Natural gas (NG) is globally-traded with the prices closely linked to crude oil. If crude oil rises, so does NG. However, there are considerable local variations due to technical difficulties in evacuation and transport. In India, gas from the British Gas-operated Panna, Mukta and Tapti fields sells at $5.73 while Cairn's Ravva field gas is priced at $5.5.
Currently, NG contracts are priced very close to $4.2 on the Nymex (New York Mercantile Exchange). Declines are expected in the near-term due to softening crude demand as the First World struggles with another bout of problems.

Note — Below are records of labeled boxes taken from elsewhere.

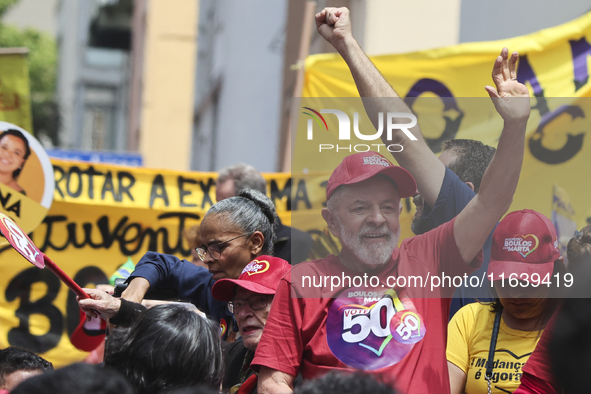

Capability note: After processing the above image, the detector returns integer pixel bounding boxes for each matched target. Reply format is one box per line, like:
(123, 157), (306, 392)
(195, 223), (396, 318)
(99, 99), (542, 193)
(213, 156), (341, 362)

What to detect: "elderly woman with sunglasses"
(79, 189), (277, 336)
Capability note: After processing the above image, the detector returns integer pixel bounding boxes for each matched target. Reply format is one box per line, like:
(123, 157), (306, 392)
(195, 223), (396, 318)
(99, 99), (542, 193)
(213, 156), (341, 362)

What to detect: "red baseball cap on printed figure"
(326, 151), (417, 200)
(211, 256), (291, 302)
(0, 121), (54, 237)
(488, 209), (560, 283)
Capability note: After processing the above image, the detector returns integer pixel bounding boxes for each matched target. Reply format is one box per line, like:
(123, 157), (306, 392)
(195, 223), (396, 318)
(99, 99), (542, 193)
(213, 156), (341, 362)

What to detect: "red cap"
(488, 209), (560, 281)
(326, 151), (417, 200)
(211, 256), (291, 302)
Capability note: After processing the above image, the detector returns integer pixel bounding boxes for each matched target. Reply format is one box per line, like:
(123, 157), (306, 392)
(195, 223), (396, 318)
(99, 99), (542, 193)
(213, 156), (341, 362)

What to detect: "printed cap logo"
(220, 318), (228, 337)
(241, 260), (271, 276)
(363, 155), (392, 167)
(503, 234), (540, 258)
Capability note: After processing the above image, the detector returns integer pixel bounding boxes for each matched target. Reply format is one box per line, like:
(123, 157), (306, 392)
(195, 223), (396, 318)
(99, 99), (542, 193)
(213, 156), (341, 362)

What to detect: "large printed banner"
(0, 160), (306, 366)
(302, 13), (591, 228)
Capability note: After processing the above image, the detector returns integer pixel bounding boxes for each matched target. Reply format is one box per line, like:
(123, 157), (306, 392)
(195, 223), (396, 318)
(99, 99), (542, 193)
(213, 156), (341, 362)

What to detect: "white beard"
(339, 222), (400, 270)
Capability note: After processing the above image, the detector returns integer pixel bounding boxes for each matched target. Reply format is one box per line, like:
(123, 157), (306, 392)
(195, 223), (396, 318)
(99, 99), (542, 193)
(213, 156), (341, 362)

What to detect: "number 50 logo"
(390, 311), (426, 344)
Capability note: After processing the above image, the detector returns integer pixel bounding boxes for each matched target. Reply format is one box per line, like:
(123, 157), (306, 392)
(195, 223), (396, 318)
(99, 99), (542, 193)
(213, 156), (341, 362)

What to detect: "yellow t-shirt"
(447, 303), (542, 394)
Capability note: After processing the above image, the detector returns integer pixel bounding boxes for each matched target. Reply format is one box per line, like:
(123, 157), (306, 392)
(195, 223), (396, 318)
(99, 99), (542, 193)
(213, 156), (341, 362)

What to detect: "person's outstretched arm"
(316, 8), (445, 207)
(454, 48), (531, 263)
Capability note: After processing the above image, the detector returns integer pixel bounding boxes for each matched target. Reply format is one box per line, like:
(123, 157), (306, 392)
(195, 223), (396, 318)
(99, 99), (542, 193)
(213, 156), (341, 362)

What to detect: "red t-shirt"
(515, 311), (560, 394)
(251, 220), (482, 393)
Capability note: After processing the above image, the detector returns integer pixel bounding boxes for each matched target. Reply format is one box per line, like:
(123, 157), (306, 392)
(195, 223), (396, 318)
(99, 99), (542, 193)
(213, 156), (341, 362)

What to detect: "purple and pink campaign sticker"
(326, 288), (427, 370)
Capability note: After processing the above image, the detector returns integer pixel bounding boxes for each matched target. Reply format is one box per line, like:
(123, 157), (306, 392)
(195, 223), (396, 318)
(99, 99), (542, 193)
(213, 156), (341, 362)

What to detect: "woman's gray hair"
(203, 189), (279, 255)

Over the past ten years, NG prices have been above $5, generally ranged between $6 and $10 with a high of over $13 in mid-2008 when crude oil peaked to $140-plus. On the other hand, through the 1990s, NG prices were well below $4, often below $2 - in that decade, crude was generally priced below $40 a barrel.
NG pricing is, therefore, about as volatile as crude. Unlike in the case of crude oil, India will possess a surplus of NG over domestic demand for a few years at least.
Hence, the government has more room to fiddle with pricing without causing direct damage to its own finances. In analogy with crude however, a policy of deliberate mispricing and subsidies is likely to set up all sorts of distortions.
The evacuation of KG-D6 is certainly profitable at $4.2 (it was profitable even at the proposed 44 per cent discount of the RNRL contract). There is nothing surprising about this.
The price of crude and of NG is driven by demand rather than cost of evacuation. Saudi Arabia and Kuwaiti oil for instance, would be profitable at $15 a barrel.
Given that it's being set for a five-year period, $4.2 is likely to look cheap sometime or the other. It is unlikely to look expensive unless the world economy transits into extended recession or into some phase that resembles the 1990s.
In any event, the government may have taken a commercially questionable decision in fixing prices for such a long period, instead of using some mechanism linked to market-fluctuations.
During that five-year period, a fair amount of new generation capacity, new fertiliser plants, CGD networks etc will all be built on the assumption of stable gas prices. Pipeline networks will also be set up to evacuate gas to new markets.
Those are enormous investments with positive externalities that would boost growth across the board.
However all these industries have a long gestation period and projects under planning now will come on-stream only two-three years later. Fairly early in their respective life-cycles, all the new plants will have to cater for price changes.
At some stage, the lobbying could get unpleasant. If prices rise, RIL and other exploration and production players will lobby for market-driven prices. Consumers will, on the other hand, lobby for market-linkages, if prices drop lower.
The energy industry makes a lot of decisions based on option-pricing and the world over, projects are taken up under various assumptions of price volatility. The problem with the current policy is that it isn't market-linked and so, many projects will not be.
There is talk of a gas pooling mechanism that will be linked to market prices but until such time as that is in place, it's difficult to make assumptions based on it.
In the short run, ONGC and OIL should both reap a bonanza given the government hike. RIL certainly won't hurt either. NTPC and other power producers with gas-based plants on the anvil will make business plans with this price as the baseline. We'll have to see what deal the Ambani brothers put together in renegotiation before making a call on the two groups.